Since 1986 - Covering the Fastest Computers in the World and the People Who Run Them

Language Flags
April 10, 2014

Powering Global Climate Science

Tiffany Trader
ESGF logo 250x

With the much-talked-about upcoming report from the Intergovernmental Panel on Climate Change (IPCC), titled “Working Group III: Mitigation of Climate Change,” scheduled to be released on Sunday, we thought it fitting to highlight the community that makes this large-scale climate research possible, the Earth System Grid Federation (ESGF).

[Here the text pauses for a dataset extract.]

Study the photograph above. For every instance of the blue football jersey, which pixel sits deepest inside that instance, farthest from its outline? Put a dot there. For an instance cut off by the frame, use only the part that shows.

The ESGF is an international collaboration for the software that powers most global climate change research, including assessments by the Intergovernmental Panel on Climate Change (IPCC).

This interagency effort is led by the Department of Energy (DOE) with co-funding coming from the National Aeronautics and Space Administration (NASA), National Oceanic and Atmospheric Administration (NOAA), National Science Foundation (NSF), and international laboratories such as the Max Planck Institute for Meteorology (MPI-M) German Climate Computing Centre (DKRZ), the Australian National University (ANU) National Computational Infrastructure (NCI), and the British Atmospheric Data Center (BADC).

The mission of the ESGF is to provide the worldwide climate-research community with access to the data, information, codes and analysis tools necessary to make sense of enormous climate data sets. For the ESGF, the US Department of Energy’s (DOE’s) Earth System Grid Center for Enabling Technologies (ESG-CET) team developed and delivered a production environment for managing and accessing extreme-scale climate data. This production environment serves a worldwide community with climate data from multiple climate model sources, ocean model data, observation data, as well as analysis and visualization tools.

Data holdings and services are distributed across multiple sites including ESG-CET sites – ANL, LANL, LBNL/NERSC, LLNL/PCMDI, NCAR, and ORNL – as well as partners sites, such as the Australian National University National Computational Infrastructure, the British Atmospheric Data Centre, the National Oceanic and Atmospheric Administration Geophysical Fluid Dynamics Laboratory, the Max Planck Institute for Meteorology, the German Climate Computing Centre, the National Aeronautics and Space Administration Jet Propulsion Laboratory, and the National Oceanic and Atmospheric Administration.

According to a recent report authored by principal investigator Ann Louise Chervenak with the University of Southern California, one of the seven initial ESG-CET partners, “ESGF software is distinguished from other collaborative knowledge systems in the climate community by its widespread adoption, federation capabilities, and broad developer base. It is the leading source for present climate data holdings, including the most important and largest data sets in the global climate community, and – assuming its development continues – we expect it to be the leading source for future climate data holdings as well.”

In the Final Report for University of Southern California Information Sciences Institute, titled “DOE SciDAC’s Earth System Grid Center for Enabling Technologies,” Chernavak conveys the comprehensive scope of the Earth System Grid and the numerous ways it is facilitating global climate science.

“As we transition from development activities to production and operations, the ESG-CET team is tasked with making data available to all users seeking to understand, process, extract value from, visualize, and/or communicate it to others — this is of course if funding continues at some level,” the report states. “This ongoing effort, though daunting in scope and complexity, would greatly magnify the value of numerical climate model outputs and climate observations for future national and international climate-assessment reports. The ESG-CET team also faces substantial technical challenges due to the rapidly increasing scale of climate simulation and observational data, which will grow, for example, from less than 50 terabytes for the last Intergovernmental Panel on Climate Change (IPCC) assessment to multiple petabytes for the next IPCC assessment. In a world of exponential technological change and rapidly growing sophistication in climate data analysis, an infrastructure such as ESGF must constantly evolve if it is to remain relevant and useful.”

ESGF P2P graphic

Despite the project’s significant role, this final paper also marks the end of ESG-CET’s funding stream; however, the system they helped create lives on. A principal aim of ESG-CET was implementing a peer-to-peer system of distributed nodes. This model allows the management of system information and the execution of data requests to be shared and spread across distributed nodes that are comprised of modular, pluggable components that interact through a lightweight messaging system.

Supporting critical earth science research continues under the Earth System Grid Federation (ESGF) Peer-to-Peer (P2P) project. Per the ESGF.org website, “ESGF P2P is a component architecture expressly designed to handle large-scale data management for worldwide distribution. The team of computer scientists and climate scientists has developed an operational system for serving climate data from multiple locations and sources. Model simulations, satellite observations, and reanalysis products are all being served from the ESGF P2P distributed data archive.”

The ESGF is also in the midst of some big changes. Known for supporting large-scale climate change research, the ESGF will soon be servicing two additional domains critical to 21st century life: biology/pharmacology and energy research.